Se na antropologia o assunto ganhou densidade no século 20, foi a literatura que inaugurou a discussão. Já no 18, autores passaram a dedicar obras baseadas no mundo indígena, a partir de relatos de pessoas que tiveram contato com diferentes etnias e nas crônicas de viajantes dos séculos 16 e 17. O Uraguai, poema épico de 1769, escrito por Basílio da Gama, critica frontalmente os jesuítas em suas relações com os índios. Caramuru, escrito em 1781 pelo frei Santa Rita Durão, é outro exemplo de épico que relata a história de um náufrago português que viveu entre o povo indígena.

É na primeira geração de escritores do Romantismo, do século 19, que o índio vira foco da literatura brasileira, representando a pureza, o heroísmo, a coragem e o homem não corrompido pela sociedade.
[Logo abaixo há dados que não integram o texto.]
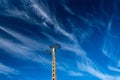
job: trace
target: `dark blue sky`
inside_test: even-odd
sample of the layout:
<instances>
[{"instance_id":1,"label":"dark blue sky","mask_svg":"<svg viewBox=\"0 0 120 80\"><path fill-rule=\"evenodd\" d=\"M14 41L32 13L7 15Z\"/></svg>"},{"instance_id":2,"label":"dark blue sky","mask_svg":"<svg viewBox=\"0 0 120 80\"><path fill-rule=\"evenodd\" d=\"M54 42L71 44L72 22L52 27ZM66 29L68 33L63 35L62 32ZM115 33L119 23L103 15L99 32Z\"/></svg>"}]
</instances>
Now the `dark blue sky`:
<instances>
[{"instance_id":1,"label":"dark blue sky","mask_svg":"<svg viewBox=\"0 0 120 80\"><path fill-rule=\"evenodd\" d=\"M0 80L120 80L119 0L0 0Z\"/></svg>"}]
</instances>

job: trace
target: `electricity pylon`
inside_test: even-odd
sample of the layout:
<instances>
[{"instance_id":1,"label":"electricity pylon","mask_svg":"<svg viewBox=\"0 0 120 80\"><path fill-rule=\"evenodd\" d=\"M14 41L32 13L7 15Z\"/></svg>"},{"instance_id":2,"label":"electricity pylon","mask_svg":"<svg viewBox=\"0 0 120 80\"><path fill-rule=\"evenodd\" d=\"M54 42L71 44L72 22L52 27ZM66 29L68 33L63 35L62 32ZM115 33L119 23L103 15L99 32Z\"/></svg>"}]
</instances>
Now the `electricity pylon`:
<instances>
[{"instance_id":1,"label":"electricity pylon","mask_svg":"<svg viewBox=\"0 0 120 80\"><path fill-rule=\"evenodd\" d=\"M60 48L60 45L55 43L54 45L50 46L51 53L52 53L52 80L56 80L56 48Z\"/></svg>"}]
</instances>

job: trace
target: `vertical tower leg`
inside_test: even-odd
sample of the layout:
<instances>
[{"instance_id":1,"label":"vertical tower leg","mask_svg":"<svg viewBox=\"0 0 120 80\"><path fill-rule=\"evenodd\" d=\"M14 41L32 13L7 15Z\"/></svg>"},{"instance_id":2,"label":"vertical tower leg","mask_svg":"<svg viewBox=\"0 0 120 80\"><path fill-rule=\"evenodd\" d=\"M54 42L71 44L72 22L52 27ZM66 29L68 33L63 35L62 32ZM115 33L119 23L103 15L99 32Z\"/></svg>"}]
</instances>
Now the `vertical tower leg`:
<instances>
[{"instance_id":1,"label":"vertical tower leg","mask_svg":"<svg viewBox=\"0 0 120 80\"><path fill-rule=\"evenodd\" d=\"M52 80L56 80L56 56L55 56L55 47L52 48Z\"/></svg>"}]
</instances>

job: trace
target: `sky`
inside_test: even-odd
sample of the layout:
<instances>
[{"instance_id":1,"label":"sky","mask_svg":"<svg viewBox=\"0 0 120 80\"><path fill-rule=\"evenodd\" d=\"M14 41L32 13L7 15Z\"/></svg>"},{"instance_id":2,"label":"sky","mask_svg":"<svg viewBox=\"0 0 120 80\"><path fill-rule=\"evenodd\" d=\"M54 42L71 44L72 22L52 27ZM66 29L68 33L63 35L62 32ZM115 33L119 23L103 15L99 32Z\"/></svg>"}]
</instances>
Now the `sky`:
<instances>
[{"instance_id":1,"label":"sky","mask_svg":"<svg viewBox=\"0 0 120 80\"><path fill-rule=\"evenodd\" d=\"M0 80L120 80L120 0L0 0Z\"/></svg>"}]
</instances>

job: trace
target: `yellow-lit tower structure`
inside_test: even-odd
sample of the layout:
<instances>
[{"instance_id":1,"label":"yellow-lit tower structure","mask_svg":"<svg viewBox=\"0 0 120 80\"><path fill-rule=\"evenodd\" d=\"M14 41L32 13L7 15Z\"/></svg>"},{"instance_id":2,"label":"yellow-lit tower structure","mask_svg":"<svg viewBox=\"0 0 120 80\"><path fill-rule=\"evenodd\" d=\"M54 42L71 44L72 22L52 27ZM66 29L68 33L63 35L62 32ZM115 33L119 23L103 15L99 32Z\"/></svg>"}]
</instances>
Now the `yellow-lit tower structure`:
<instances>
[{"instance_id":1,"label":"yellow-lit tower structure","mask_svg":"<svg viewBox=\"0 0 120 80\"><path fill-rule=\"evenodd\" d=\"M60 45L55 43L54 45L50 46L51 53L52 53L52 80L56 80L56 48L60 48Z\"/></svg>"}]
</instances>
Nessa época, surgem diversos personagens-heróis que marcam a literatura indianista, como I-Juca-Pirama (Gonçalves Dias), O guarani, Iracema e Ubirajara (José de Alencar). O selvagem, de Couto de Magalhães, foi escrito a pedido de D. Pedro II para a Exposição Mundial de Filadélfia (EUA), em 1876. Já no século 20, o romance Quarup (esgotado), de Antônio Callado, se desenrola no Xingu.

CHOQUE CULTURAL?
Se o primeiro contato entre “homens brancos” e índios causou profundo estranhamento, mais de 500 anos depois – apesar de toda a evolução feita no campo das ciências sociais –, este choque cultural parece não ter sido resolvido. Ambos parecem se conhecer na mesma profundidade relatada em 1500. Não faltam motivos para a deficiência na comunicação e interação, porém a ausência da escrita formal, em português, figura mais uma vez como uma das responsáveis. Fica tudo como na época de Caminha: não índio contando a história de índio.
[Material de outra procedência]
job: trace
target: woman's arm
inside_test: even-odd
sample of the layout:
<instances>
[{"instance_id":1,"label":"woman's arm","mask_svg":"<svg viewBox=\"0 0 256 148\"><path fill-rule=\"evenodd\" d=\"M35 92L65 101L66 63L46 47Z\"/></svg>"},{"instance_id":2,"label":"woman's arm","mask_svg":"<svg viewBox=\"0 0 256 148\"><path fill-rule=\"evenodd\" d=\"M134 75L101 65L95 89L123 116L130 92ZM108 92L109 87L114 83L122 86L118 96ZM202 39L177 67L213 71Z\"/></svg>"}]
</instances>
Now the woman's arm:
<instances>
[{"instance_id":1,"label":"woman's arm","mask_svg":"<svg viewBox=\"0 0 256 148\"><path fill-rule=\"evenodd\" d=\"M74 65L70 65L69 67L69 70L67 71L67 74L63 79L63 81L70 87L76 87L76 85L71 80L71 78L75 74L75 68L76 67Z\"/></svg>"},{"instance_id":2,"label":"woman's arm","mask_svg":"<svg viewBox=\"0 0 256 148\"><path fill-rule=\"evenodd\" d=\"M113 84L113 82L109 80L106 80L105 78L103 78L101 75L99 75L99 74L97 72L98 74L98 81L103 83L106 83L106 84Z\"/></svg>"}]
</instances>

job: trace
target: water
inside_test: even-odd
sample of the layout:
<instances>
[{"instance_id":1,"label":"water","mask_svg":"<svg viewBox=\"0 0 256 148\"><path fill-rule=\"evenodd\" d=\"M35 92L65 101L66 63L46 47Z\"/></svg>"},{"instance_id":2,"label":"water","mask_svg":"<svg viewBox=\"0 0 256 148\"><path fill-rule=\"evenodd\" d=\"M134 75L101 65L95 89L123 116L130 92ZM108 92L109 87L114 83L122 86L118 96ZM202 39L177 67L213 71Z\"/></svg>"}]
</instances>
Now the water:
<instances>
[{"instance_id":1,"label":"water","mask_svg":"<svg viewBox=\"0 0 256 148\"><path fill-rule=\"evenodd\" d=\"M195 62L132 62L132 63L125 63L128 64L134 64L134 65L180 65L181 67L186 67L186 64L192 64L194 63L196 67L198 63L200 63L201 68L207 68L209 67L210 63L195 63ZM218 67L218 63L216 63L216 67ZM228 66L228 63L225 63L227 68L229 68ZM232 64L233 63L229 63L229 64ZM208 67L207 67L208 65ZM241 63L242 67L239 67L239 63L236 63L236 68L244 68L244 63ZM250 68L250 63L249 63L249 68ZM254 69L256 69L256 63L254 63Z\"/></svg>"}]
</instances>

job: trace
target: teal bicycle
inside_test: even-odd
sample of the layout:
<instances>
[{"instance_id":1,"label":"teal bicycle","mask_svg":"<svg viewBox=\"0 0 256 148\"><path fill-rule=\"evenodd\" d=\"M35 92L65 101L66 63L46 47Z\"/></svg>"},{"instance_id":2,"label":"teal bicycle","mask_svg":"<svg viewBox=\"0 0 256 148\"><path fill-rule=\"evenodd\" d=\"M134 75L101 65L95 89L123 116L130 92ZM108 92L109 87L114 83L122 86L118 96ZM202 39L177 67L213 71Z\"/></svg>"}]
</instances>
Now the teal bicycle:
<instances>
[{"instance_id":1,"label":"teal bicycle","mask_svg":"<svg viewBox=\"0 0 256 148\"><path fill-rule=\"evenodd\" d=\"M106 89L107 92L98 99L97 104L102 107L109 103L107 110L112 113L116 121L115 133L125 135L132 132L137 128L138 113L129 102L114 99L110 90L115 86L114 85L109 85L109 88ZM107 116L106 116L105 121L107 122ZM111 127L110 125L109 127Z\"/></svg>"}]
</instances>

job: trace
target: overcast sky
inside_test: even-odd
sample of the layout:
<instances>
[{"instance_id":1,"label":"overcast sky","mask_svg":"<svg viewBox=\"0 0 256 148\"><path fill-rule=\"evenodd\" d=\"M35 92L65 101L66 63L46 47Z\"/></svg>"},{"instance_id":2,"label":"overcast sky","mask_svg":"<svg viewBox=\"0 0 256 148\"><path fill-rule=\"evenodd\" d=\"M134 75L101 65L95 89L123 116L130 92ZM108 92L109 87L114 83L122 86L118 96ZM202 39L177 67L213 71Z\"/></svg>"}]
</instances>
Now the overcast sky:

A literatura brasileira sempre esteve ligada aos indígenas, mas de forma dependente da escrita de não índios, o que configurou a chamada literatura indianista ou indigenista, desenvolvida por especialistas no assunto. A formação de uma escrita genuinamente indígena, ou seja, criada por autores índios, é um fenômeno atual, ocorrido há menos de 15 anos. De acordo com um dos pioneiros da literatura indígena, Daniel Munduruku, autor de Todas as coisas são pequenas, entre outros, a escrita é uma conquista recente para os 230 povos, que falam quase 200 diferentes línguas e dialetos, existentes no país. “A literatura indígena nasceu a partir do momento em que eles assumiram um papel mais político na sociedade brasileira.” Munduruku, que preside o Instituto Indígena Brasileiro para a Propriedade Intelectual (Inbrapi), defende que é pela oralidade que os povos mantêm sua tradição, mas só por meio da escrita será possível oferecer à sociedade uma visão histórica e atual deles.

O BRASIL É ACANHADO?
Para a professora Graça Graúna, potiguar de São José do Campestre (RN), sim, quando comparado a outros países da América Latina. “Falta abertura, leitura e informação para que possamos diminuir os preconceitos existentes. Muitos (não índios) exclamam: ‘Ah, eles escrevem, ah, eles pensam’. Temos ainda que brigar muito, essa é uma luta pela palavra. E ela é sagrada, seja indígena ou não.” Graça explica que o crescimento da literatura indígena representa um novo movimento das caravanas portuguesas, só que agora em sentido inverso. “Nós estamos redescobrindo o Brasil. Não chegaram aqui as caravelas de Cabral, Pero Vaz de Caminha e suas cartas? Agora é nosso momento de contar a história, de dizer o que estamos fazendo.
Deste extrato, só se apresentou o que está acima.